Les images étant rares, il est difficile de savoir si la monoplace de Pierre Gasly et Franco Colapinto est équipée d'une suspension avant multilink et d'un diffuseur ouvert, comme la Ferrari SF-26.

Plus d'excuses pour Alpine en 2026
Alors que Mercedes devrait disposer du moteur de référence en 2026, le changement pourrait permettre à Alpine de progresser après sa dernière place au championnat constructeurs 2025.

Flavio Briatore a insisté sur l'absence d'excuses cette saison : "Je m'attends au meilleur, cette année il n'y a plus d'excuses. Nous avons une voiture entièrement nouvelle et les mêmes pilotes. Franco a passé un très bon hiver et est prêt à rivaliser avec Pierre. Nous avons besoin de deux pilotes qui se challengent au sein de l'équipe."
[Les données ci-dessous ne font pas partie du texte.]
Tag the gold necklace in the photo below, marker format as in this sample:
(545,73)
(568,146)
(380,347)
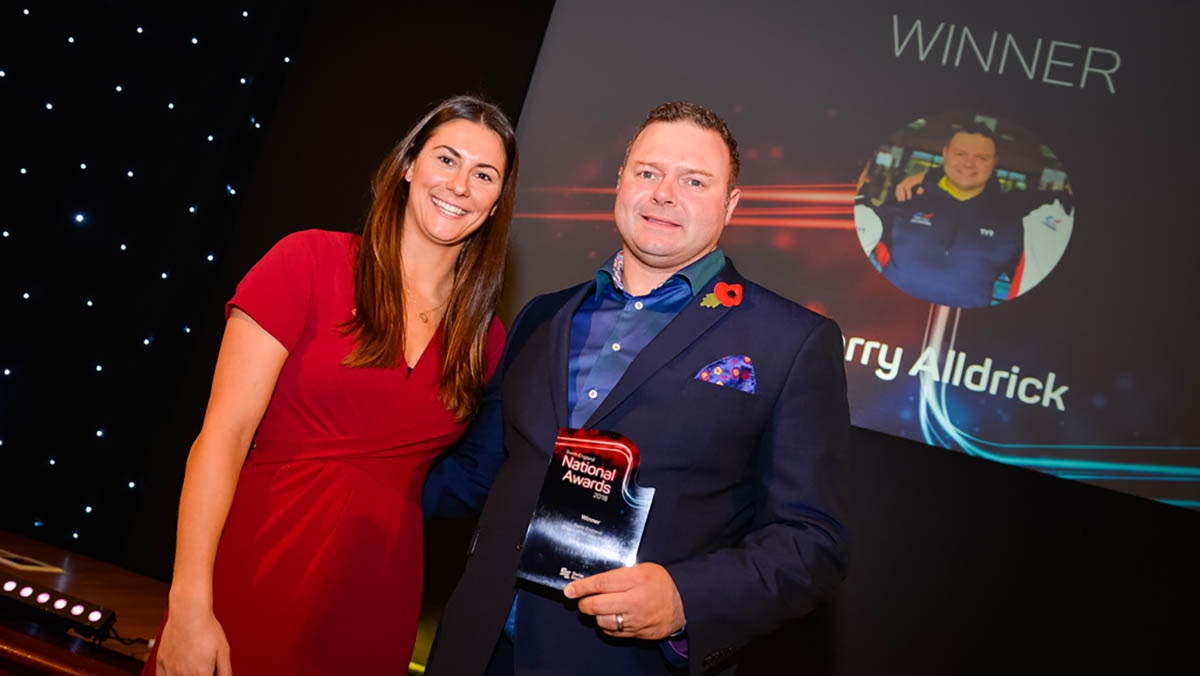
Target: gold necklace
(424,316)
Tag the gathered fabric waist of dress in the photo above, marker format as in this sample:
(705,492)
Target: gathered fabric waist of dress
(387,460)
(269,452)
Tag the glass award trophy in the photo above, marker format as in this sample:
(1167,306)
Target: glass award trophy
(591,512)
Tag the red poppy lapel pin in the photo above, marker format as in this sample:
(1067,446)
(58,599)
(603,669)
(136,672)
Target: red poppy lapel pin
(724,295)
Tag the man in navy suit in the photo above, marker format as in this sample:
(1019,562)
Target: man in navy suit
(736,399)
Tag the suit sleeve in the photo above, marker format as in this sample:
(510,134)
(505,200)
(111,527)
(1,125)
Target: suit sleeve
(796,552)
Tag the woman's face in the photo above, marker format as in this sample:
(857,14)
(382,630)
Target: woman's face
(455,183)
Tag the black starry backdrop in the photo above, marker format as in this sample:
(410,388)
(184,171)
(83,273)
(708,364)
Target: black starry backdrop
(131,129)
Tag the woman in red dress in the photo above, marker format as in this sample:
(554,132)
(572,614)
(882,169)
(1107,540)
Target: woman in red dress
(348,364)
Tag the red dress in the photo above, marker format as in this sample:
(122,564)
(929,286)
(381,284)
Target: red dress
(319,566)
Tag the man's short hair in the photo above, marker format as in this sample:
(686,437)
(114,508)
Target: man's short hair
(973,127)
(699,115)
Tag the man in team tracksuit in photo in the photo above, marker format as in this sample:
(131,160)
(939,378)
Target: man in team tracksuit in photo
(958,239)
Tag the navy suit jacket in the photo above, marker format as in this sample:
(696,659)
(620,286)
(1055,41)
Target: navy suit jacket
(745,513)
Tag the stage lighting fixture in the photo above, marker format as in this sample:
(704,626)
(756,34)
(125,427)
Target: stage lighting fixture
(48,606)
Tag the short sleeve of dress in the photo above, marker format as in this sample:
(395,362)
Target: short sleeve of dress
(277,291)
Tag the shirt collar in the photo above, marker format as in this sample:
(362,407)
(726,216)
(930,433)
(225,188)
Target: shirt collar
(696,275)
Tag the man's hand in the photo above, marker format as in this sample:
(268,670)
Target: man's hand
(645,596)
(910,186)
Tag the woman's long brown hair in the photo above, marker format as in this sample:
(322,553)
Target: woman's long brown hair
(378,323)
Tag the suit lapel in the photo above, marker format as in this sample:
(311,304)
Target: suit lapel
(689,324)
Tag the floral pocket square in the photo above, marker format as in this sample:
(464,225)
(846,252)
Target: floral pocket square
(733,371)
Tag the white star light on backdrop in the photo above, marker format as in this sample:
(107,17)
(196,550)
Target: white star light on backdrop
(101,89)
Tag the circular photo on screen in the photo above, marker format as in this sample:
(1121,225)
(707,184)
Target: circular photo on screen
(964,210)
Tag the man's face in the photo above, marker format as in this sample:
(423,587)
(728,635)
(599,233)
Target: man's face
(970,159)
(672,196)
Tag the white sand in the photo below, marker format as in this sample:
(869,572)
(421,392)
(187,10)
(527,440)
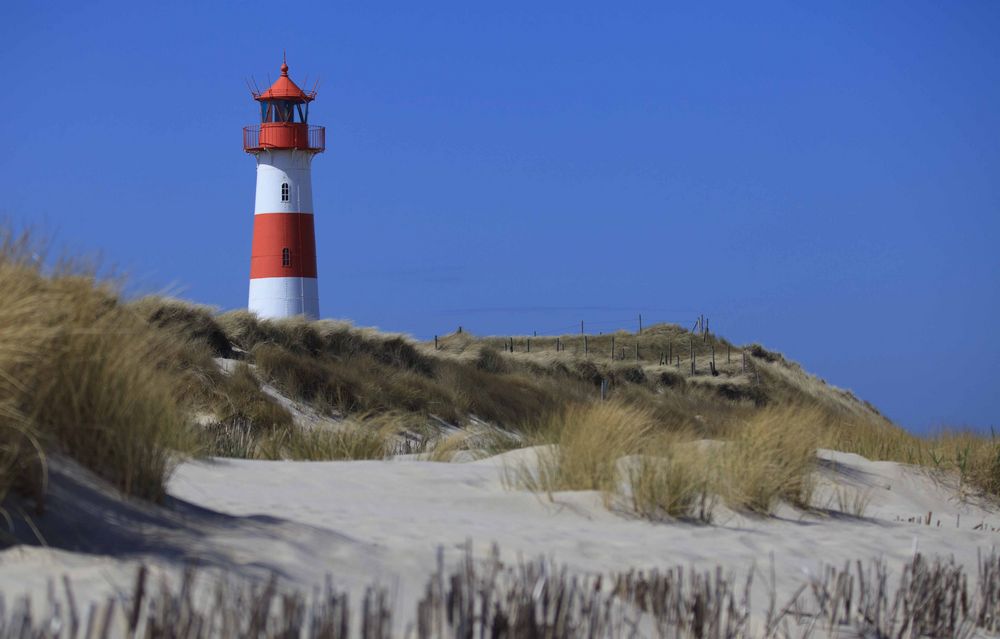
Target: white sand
(382,521)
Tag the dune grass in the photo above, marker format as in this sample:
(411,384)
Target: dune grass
(116,386)
(83,376)
(580,448)
(674,478)
(771,458)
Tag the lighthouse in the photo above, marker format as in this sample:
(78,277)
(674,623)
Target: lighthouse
(283,255)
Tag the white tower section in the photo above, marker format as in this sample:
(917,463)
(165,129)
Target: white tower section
(284,186)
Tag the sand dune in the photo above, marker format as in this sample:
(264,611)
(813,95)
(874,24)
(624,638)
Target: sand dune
(382,522)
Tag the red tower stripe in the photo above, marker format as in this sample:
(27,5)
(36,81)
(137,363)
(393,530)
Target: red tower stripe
(284,245)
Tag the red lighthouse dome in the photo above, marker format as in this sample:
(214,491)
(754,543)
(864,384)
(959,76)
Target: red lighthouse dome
(284,117)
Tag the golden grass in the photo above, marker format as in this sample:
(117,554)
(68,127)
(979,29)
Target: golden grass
(586,442)
(771,458)
(673,478)
(82,376)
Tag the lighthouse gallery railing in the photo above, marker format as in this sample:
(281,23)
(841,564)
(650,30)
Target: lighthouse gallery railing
(284,135)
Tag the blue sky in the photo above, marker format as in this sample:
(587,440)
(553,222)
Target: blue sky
(821,179)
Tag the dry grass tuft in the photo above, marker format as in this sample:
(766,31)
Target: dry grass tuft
(586,443)
(673,479)
(771,458)
(81,375)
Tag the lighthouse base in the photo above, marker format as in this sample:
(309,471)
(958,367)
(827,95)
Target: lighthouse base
(280,297)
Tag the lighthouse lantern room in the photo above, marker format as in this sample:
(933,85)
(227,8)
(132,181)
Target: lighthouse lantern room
(283,255)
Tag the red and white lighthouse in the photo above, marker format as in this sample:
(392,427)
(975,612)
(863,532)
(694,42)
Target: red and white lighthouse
(283,256)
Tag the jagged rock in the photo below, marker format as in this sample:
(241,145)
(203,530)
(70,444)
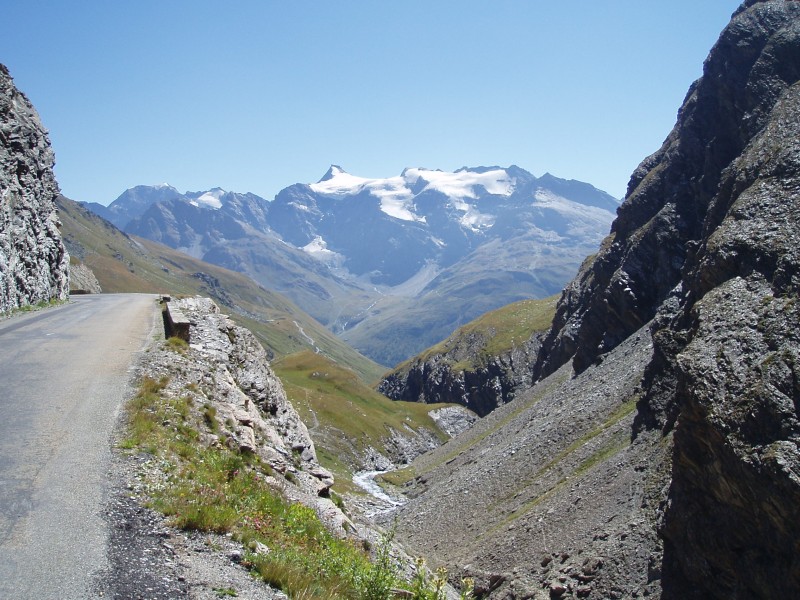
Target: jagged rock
(34,264)
(228,373)
(703,498)
(453,419)
(82,280)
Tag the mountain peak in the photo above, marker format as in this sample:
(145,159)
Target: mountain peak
(332,172)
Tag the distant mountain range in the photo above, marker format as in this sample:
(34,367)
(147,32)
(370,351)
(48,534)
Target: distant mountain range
(390,265)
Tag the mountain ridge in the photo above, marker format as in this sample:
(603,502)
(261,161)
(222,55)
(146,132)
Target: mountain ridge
(658,452)
(334,246)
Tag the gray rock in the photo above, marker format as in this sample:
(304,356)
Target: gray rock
(34,264)
(82,280)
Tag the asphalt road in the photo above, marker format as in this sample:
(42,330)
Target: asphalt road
(64,374)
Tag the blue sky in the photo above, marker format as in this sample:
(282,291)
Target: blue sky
(257,95)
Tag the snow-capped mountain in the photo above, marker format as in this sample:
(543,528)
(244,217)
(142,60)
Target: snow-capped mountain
(392,265)
(385,231)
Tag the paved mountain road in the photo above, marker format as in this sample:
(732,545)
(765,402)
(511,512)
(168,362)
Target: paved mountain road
(64,373)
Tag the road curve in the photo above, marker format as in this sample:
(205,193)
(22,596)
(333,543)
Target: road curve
(64,373)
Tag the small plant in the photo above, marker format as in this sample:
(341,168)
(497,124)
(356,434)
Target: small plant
(425,588)
(210,417)
(177,344)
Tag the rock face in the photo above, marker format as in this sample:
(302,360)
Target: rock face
(704,259)
(707,243)
(34,265)
(227,373)
(82,280)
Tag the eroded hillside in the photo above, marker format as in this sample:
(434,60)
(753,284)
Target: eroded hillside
(671,468)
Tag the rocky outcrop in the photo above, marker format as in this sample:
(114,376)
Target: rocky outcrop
(481,389)
(34,265)
(226,372)
(699,496)
(672,201)
(82,279)
(470,367)
(707,243)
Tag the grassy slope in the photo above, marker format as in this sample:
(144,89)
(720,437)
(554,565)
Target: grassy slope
(124,263)
(501,330)
(343,415)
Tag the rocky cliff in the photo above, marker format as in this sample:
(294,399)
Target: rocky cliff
(707,243)
(226,371)
(669,468)
(34,265)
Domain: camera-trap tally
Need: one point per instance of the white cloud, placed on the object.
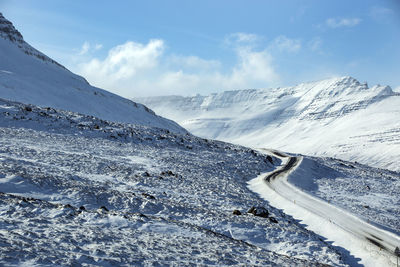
(86, 47)
(283, 43)
(342, 22)
(134, 69)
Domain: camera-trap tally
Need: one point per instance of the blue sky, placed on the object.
(140, 48)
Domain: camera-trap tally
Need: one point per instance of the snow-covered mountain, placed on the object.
(28, 76)
(337, 117)
(77, 190)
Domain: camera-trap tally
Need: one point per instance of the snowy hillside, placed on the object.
(77, 190)
(28, 76)
(338, 117)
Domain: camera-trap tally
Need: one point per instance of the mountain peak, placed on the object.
(8, 31)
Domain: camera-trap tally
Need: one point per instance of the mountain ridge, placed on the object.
(321, 118)
(29, 76)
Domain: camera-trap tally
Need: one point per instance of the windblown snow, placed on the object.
(88, 178)
(28, 76)
(337, 117)
(78, 190)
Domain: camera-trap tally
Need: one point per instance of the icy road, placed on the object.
(368, 244)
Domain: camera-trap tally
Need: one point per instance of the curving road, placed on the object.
(376, 243)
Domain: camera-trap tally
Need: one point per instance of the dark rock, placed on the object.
(259, 211)
(272, 219)
(236, 212)
(104, 208)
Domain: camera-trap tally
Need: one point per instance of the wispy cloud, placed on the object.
(285, 44)
(242, 38)
(381, 13)
(342, 22)
(315, 44)
(87, 47)
(134, 69)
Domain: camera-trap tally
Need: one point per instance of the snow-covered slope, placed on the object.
(77, 190)
(28, 76)
(337, 117)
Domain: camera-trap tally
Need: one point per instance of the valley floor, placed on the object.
(76, 190)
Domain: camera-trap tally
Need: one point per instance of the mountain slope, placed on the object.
(338, 117)
(77, 190)
(28, 76)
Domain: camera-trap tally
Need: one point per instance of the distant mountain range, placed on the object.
(337, 117)
(29, 76)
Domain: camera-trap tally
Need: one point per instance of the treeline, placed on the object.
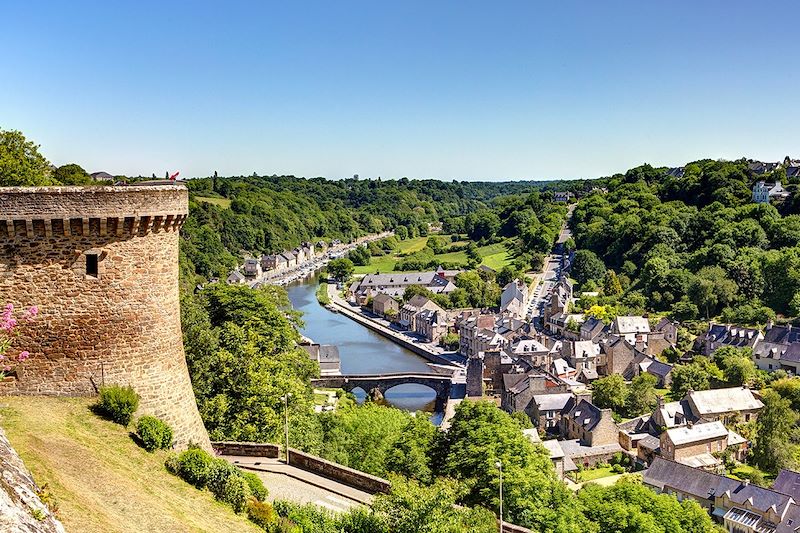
(693, 246)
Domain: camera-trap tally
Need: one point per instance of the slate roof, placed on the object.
(552, 402)
(697, 433)
(717, 401)
(788, 482)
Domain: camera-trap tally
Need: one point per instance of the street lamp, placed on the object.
(285, 399)
(499, 465)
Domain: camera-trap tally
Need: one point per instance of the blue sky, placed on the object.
(450, 90)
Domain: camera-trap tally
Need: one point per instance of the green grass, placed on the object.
(595, 473)
(222, 202)
(102, 480)
(495, 256)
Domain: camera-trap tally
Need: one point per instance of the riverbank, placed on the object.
(432, 355)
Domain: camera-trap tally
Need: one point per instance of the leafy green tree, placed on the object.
(587, 266)
(641, 395)
(341, 269)
(776, 434)
(413, 507)
(21, 164)
(685, 377)
(72, 174)
(610, 392)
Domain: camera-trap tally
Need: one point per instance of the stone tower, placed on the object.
(101, 263)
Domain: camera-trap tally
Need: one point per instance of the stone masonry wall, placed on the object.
(121, 326)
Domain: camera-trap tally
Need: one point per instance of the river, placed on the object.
(361, 350)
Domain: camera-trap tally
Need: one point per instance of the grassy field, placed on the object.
(102, 480)
(495, 256)
(222, 202)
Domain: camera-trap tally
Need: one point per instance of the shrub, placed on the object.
(193, 467)
(257, 488)
(260, 513)
(155, 434)
(219, 470)
(118, 403)
(236, 492)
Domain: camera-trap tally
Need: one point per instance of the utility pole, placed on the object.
(285, 399)
(499, 465)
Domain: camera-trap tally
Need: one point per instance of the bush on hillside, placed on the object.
(257, 487)
(193, 466)
(236, 492)
(118, 403)
(154, 433)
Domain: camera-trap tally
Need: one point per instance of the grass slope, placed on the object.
(103, 481)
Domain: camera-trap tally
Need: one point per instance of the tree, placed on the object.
(610, 392)
(21, 164)
(72, 174)
(341, 269)
(587, 266)
(641, 395)
(685, 377)
(611, 285)
(413, 507)
(775, 434)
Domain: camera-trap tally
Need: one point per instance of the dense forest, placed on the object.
(694, 246)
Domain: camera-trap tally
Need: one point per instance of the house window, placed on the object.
(92, 265)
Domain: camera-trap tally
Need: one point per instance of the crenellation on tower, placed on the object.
(101, 263)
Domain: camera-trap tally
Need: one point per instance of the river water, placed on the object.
(362, 351)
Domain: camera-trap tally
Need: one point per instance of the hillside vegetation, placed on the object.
(102, 480)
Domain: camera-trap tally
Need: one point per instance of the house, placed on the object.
(633, 329)
(763, 192)
(327, 356)
(432, 323)
(779, 349)
(411, 308)
(385, 306)
(252, 268)
(562, 196)
(582, 355)
(547, 410)
(235, 277)
(395, 284)
(719, 335)
(514, 299)
(727, 405)
(291, 259)
(101, 176)
(738, 505)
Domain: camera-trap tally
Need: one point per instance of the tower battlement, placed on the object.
(101, 263)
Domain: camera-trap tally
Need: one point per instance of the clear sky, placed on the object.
(441, 89)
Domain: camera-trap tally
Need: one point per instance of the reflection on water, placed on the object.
(362, 351)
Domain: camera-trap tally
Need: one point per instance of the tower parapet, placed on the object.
(101, 263)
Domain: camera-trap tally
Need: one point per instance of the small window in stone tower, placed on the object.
(91, 265)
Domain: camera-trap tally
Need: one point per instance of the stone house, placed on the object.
(291, 259)
(633, 329)
(432, 324)
(409, 310)
(589, 424)
(739, 506)
(252, 268)
(385, 306)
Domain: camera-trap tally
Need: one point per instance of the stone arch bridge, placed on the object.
(440, 383)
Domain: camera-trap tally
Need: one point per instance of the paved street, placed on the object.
(290, 483)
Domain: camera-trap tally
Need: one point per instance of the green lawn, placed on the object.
(222, 202)
(495, 256)
(594, 473)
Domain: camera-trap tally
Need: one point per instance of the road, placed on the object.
(545, 280)
(293, 484)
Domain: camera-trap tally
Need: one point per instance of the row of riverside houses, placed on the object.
(254, 269)
(778, 348)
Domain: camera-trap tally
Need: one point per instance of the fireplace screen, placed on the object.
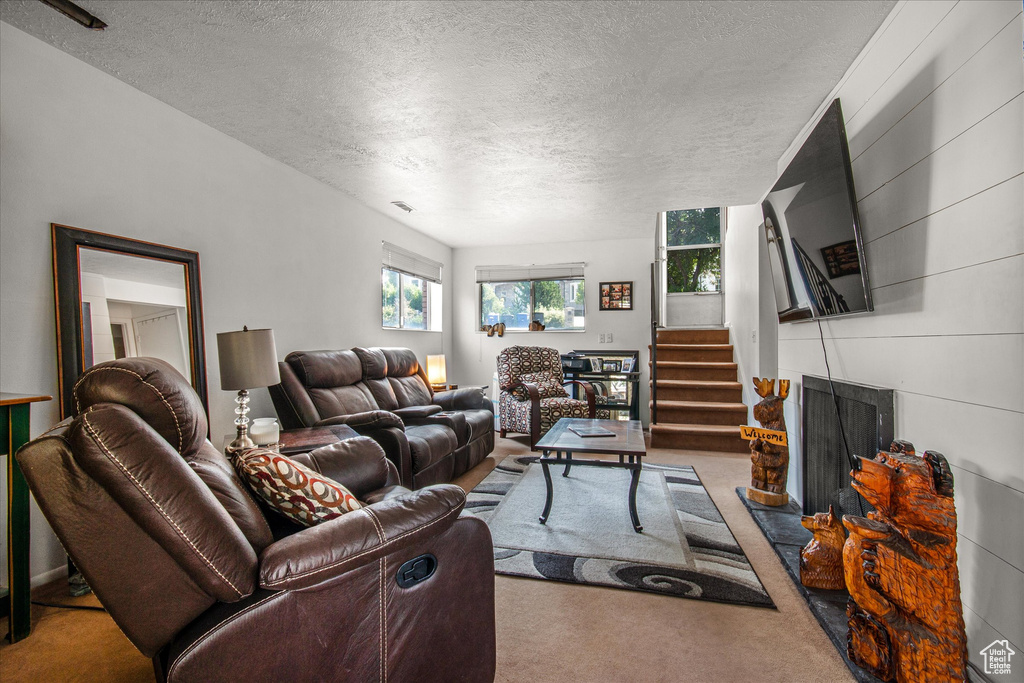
(867, 421)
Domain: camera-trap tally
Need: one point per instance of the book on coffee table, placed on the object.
(586, 430)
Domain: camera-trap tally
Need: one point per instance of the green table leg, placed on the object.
(14, 433)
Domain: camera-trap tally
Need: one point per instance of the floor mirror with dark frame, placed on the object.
(117, 297)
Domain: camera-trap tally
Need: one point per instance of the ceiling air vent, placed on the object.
(73, 11)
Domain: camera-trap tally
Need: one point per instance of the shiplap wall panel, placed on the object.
(980, 501)
(977, 300)
(992, 588)
(972, 437)
(934, 112)
(984, 369)
(982, 157)
(875, 69)
(937, 243)
(949, 44)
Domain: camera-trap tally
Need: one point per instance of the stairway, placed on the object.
(699, 401)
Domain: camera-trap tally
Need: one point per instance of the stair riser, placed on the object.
(693, 336)
(704, 374)
(695, 355)
(718, 395)
(691, 416)
(698, 442)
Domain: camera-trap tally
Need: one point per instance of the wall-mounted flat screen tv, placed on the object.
(813, 228)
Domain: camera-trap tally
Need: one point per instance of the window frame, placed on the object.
(400, 301)
(531, 306)
(722, 216)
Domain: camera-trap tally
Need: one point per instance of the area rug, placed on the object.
(685, 550)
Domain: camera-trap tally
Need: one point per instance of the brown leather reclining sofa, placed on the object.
(384, 393)
(199, 579)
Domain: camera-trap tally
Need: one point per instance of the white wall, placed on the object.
(276, 248)
(934, 115)
(472, 356)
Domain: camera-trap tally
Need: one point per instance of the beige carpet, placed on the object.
(547, 631)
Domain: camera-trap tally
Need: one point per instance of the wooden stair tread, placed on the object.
(724, 430)
(694, 364)
(698, 384)
(702, 347)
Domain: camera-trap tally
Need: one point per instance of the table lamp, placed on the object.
(248, 359)
(436, 373)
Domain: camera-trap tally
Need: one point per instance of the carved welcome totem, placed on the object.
(769, 462)
(904, 615)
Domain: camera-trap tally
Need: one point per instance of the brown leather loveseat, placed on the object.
(186, 564)
(384, 393)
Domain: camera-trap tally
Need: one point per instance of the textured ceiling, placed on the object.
(499, 122)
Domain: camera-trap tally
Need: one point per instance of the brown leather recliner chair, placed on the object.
(183, 559)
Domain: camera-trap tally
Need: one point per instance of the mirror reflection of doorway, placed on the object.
(159, 336)
(137, 306)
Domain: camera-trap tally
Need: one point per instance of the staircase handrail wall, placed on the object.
(653, 342)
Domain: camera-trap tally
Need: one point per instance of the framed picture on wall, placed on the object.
(616, 296)
(842, 259)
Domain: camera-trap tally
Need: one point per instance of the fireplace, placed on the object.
(867, 421)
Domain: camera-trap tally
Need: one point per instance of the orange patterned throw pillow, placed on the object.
(293, 489)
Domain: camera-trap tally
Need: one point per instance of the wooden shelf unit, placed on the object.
(621, 390)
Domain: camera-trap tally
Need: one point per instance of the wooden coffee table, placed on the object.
(627, 442)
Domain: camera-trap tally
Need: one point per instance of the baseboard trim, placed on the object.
(48, 577)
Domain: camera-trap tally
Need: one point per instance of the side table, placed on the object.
(13, 434)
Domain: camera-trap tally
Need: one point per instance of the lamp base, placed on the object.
(241, 442)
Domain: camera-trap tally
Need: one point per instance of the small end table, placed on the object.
(13, 434)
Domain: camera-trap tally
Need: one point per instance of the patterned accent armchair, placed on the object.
(532, 396)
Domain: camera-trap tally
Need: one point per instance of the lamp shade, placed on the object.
(248, 359)
(436, 372)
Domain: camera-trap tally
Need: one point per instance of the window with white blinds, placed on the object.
(506, 273)
(552, 295)
(411, 290)
(401, 260)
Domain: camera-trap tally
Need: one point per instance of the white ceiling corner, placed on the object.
(501, 122)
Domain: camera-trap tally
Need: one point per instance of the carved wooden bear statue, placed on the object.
(821, 558)
(905, 619)
(769, 462)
"Si la voiture est mauvaise, ce sera de notre faute, car nous n'avons rencontré aucun problème pour la construire. Nous avons le budget et les sponsors pour la développer pleinement. Si nous voulons aller plus loin, je ne pense pas que ce soit possible – nous avons fait tout ce qui était possible."

Les premières images de l'A526, dotée des mêmes ailettes que la Haas et la Cadillac, révèlent une différence notable dans l'architecture autour du moteur et des pontons par rapport à l'équipe usine Mercedes, Alpine ayant perdu son statut de constructeur pour devenir client à partir de 2026. Il ne s'agit pas d'une première collaboration avec Mercedes pour l'écurie d'Enstone, qui utilisait déjà ses moteurs lorsqu'elle était Lotus en 2015, au début de l'ère V6 turbo-hybride.

Alpine, dernière équipe sur dix au classement constructeurs 2025, avec 22 points avait interrompu le développement de sa monoplace de l'an passé dès janvier pour concentrer ses ressources sur le respect des nouvelles règles 2026, impliquant à la fois des changements moteurs et châssis.

"Notre stratégie était d'investir autant que possible, le plus tôt possible, sur la voiture 2026, car pour tenter de corriger de nombreuses limitations fondamentales, qui prennent du temps à être développées, nous devions commencer dès le départ," a précisé David Sanchez.

https://f1i.autojournal.fr/magazine/lalpine-a526-a-la-loupe-la-f1-qui-doit-relancer-gasly/

llumia


GoVal

Cita de: llumia en Ene 26, 2026, 05:13 AMEfectivamente, son unas pruebas privadas (la prensa no está invitada), que tienen una duración de 5 jornadas y cada equipo sólo puede rodar en 3 de las mismas como máximo.

Muchas gracias por la aclaración, llumia  :drinks: .

No entiendo muy bien este secretismo. Hemos pasado de tener tiempos e imágenes en directo de los test a no estar invitada ni la prensa  :dntknw: .

Y para rematar, se espera lluvia intensa para los próximos días.

Estos son los mejores tiempos de hoy y las vueltas dadas. Ocon se ha paseado un ratejo largo.






El motor que más ha rodado, el Mercedes. ¿Volverán a ser invencibles?

Mercedes: 209
Ferrari: 198
RBPT - Ford: 195
Audi: 27
Honda: 0

GoVal

Muy contento Antonelli tras el día de hoy.


Kimi Antonelli: "The car is nice. It's very nice to drive"

"I have to say the team did, on the PU side, a really good job. Drivability which was a big question mark seems to be good so far. Obviously it's early days, that's why with the running we will discover a lot more about the car and PU and we'll be able to see where it's lacking or where it's good. But so far, the package is feeling good."